I'm trying to reproduce the only documentation / example I can find for unix sockets, here: https://github.com/jupyter/notebook/pull/4835 And when I do nc -U /tmp/name.sock I don't see an error, but I don't see any output at all. I've also read the comments in the template here and opened an issue on jupyterhub, but I don't see there is any support for this same kind of "one off" socket.

To Reproduce

I have a cluster for which ports don't work (:sob:) so I'm really really hopeful that I might be able to get this to work! I started with a complex example of the socket created on an isolated worker node, and was able to authenticate (maybe to connect?) but the browser response was not successful. I then simplified this to just launch on a login node and use the exact command provided verbatim, and that didn't work. Then I moved to my local machine and just tried to reproduce the example shown in the PR, but that didn't reproduce so now I'm wondering if this works still?

TLDR: to reproduce, I think you can just run the example in the PR linked above.

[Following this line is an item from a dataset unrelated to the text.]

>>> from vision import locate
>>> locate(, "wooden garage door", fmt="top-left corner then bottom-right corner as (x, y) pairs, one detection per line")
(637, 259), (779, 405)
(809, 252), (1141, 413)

If there is a notebook 7.x variant that I should try, please point me to it! I'm not hugely familiar with this ecosystem beyond using jupyter from conda/pip. I did try to install from the main branch here and:

AttributeError: module 'hatchling.build' has no attribute 'prepare_metadata_for_build_editable'
      

Expected behavior

When I connect to the socket via ssh with the provided command I should be able to open my browser to port 8888 and see an empty notebook.

Desktop (please complete the following information):

  • OS: Ubuntu 22.04
  • Browser I tried Firefox, Brave, and Chrome (all the same)
  • Version6.4.8

Thank you!

vsoch avatar Jun 25 '22 21:06 vsoch

Wanted to post a quick update that I got it working - I had to modify the command quite a bit for my setup! I'm going to do a short writeup that I'll share (maybe not today but tomorrow) for others to find in case it's useful. Someone did report that the above worked for them on a Mac (and different cluster resource) so I suspect it has to do with the slight variation in our clusters / setups. Anyway, will write that post soon!

vsoch avatar Jun 26 '22 00:06 vsoch

Heyo! So as promised - I did a writeup:

  • Twitter: https://twitter.com/vsoch/status/1541188213494099968
  • Link: https://vsoch.github.io/2022/ssh-tunnels/

For the simple use case (host to login node) I needed to add -T to disable asking for a pty, which in my case was aborting the request (note that the method you show does seem to work for some people).

# Running on login node
$ ssh -NT -L 8888:/tmp/test.sock user@server

But then the tricky part was getting this to work on an isolated cluster through the login node, and ultimately I came up with:

$ ssh -NT -L 8899:/home/dinosaur/login-node.sock user@server ssh isolated-node -NT -L /home/dinosaur/login-node.sock:/home/dinosaur/jupyter.sock

Basically, doing nc -U /path/to/test.sock (that was generated on the job node) from the login node resulted in a permission denied, so my solution first maps the node socket to the login node, and then we connect that socket to a port. And then it worked! So I think my suggestion would be to test adding this -T flag and discuss if there are cases where adding it would be bad, and if not, just add it to be on the conservative side and get more users with successful outcomes. And then for the detailed stuff, I can offer to post this on the jupyter discourse.

So feel free to close this if/when you are happy. I suppose we could also just leave the issue to find later!